Publisher: Image Comics
Created by: Ken Garing
Release Date: 14th August 2019
Armano continues his quest as Keeper of Gogor, heading to Animalea and the city of Azimuth. However, when he and Wexil arrive, things are very different from the way Wexil remembers them. It seems the influence of something sinister has taken hold of the people of Azimuth, something possibly connected to the Domus. Deciding that his vision must have brought him to Azimuth for a reason, Armano opts to go undercover and investigate the strange walled city.
Last month, the pesky inconvenience of my getting married unfortunately prevented me from having time to review issue #3 of Gogor. Happily, I’ve been given the opportunity to talk to you about issue #4 and I’m so glad because this is a great series. There’s a good all-ages appeal to this tale as the narrative works on several levels. You can easily take this series at face value and just enjoy it as a fantasy adventure, much in the Jim Henson mould of storytelling. Alternatively, as a more mature *cough* reader, you can appreciate the sometimes subtle and sometimes incredibly blatant socio-political commentary.

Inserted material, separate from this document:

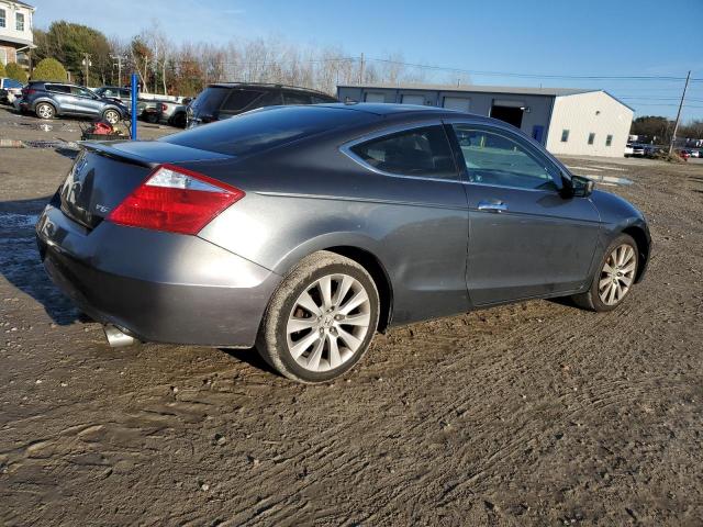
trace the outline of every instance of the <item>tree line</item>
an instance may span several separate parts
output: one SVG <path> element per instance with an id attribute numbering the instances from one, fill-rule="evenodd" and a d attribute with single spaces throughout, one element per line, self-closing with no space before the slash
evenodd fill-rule
<path id="1" fill-rule="evenodd" d="M 276 38 L 233 40 L 227 44 L 175 44 L 158 25 L 131 38 L 67 21 L 34 30 L 33 59 L 58 60 L 71 80 L 86 86 L 129 82 L 137 72 L 145 91 L 194 96 L 210 82 L 274 82 L 335 93 L 338 83 L 422 82 L 421 70 L 390 63 L 365 64 L 337 47 L 305 47 Z M 89 61 L 86 68 L 85 60 Z"/>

The core narrative of this series is a tried-and-true sci-fi trope: the invasion and assimilation by a more advanced civilisation. And as with all of these invasion stories, they are really just reflections of ourselves and what we are doing to our own world and the people’s and creatures that inhabit it. The socio-political statements in this series have never been very far from the surface and this issue makes no attempt to disguise the fact that it’s ridiculing Western society’s dependency on crass commercialism, and the mindless herd mentality we have developed in our need to have the newest, shiniest, whatever it is, this month. The dig at Apple Inc. in this issue is so blatant that even the most socially stunted snapchat devotee could pick it up.
In a way, I actually felt quite uncomfortable reading this issue because I was sat there thinking about how much time I spend staring at a glowing screen rather than being in the real world. The irony being that I’m writing this review on my iPad Pro whilst listening to the electro synth stylings of Gunship on my Bluetooth headset connected to my iPhone while my wife watches the latest episode of The Handmaid’s Tale on the TV…
I consider myself to have a good work life balance and I make it a point of pride to spend as much time with my children as I can, but I can’t help feeling that as a family we spend too little time exploring the world outside the living room. Maybe this series will inspire a few more people to get out there and log off for a while.
From a purely aesthetic point of view, this is a very captivating book. Ken Garing, has given us a world(s) that is inhabited by a wealth of characters who, as I have said before, could easily have come from the workshops of Jim Henson. The actual island worlds of Altara are also fabulous to visit, each one having its own feel, architecture, flora and fauna. This isn’t artwork that is massively detailed, but it is confident, full of life and warmth and emotion. There’s something that inspires a sense of nostalgia in me when I read Gogor.
This is going to seem like something of a stretch so bear with me (you’ll get the pun in a moment). When I was a kid, I read a lot of the old Rupert The Bear comic strips that were drawn by Mary Tourtel and Alfred Bestall. And whilst Garing’s style is very different from Tourtel and Bestall, I get the same comforting feeling reading Gogor that I did reading Rupert many, many years ago. It’s very easy to slip into the story of Gogor and be carried away.
This is a series that is much cleverer than it seems to want to admit to being in places, and as I’ve said above, it will definitely appeal to all ages. The artwork will appeal to all, especially those who are old enough to remember the good old days of Jim Henson, and this is a story that has the ability to keep us on the hook for a long while yet. A definite recommendation for lovers of fantasy stories the way they used to be told.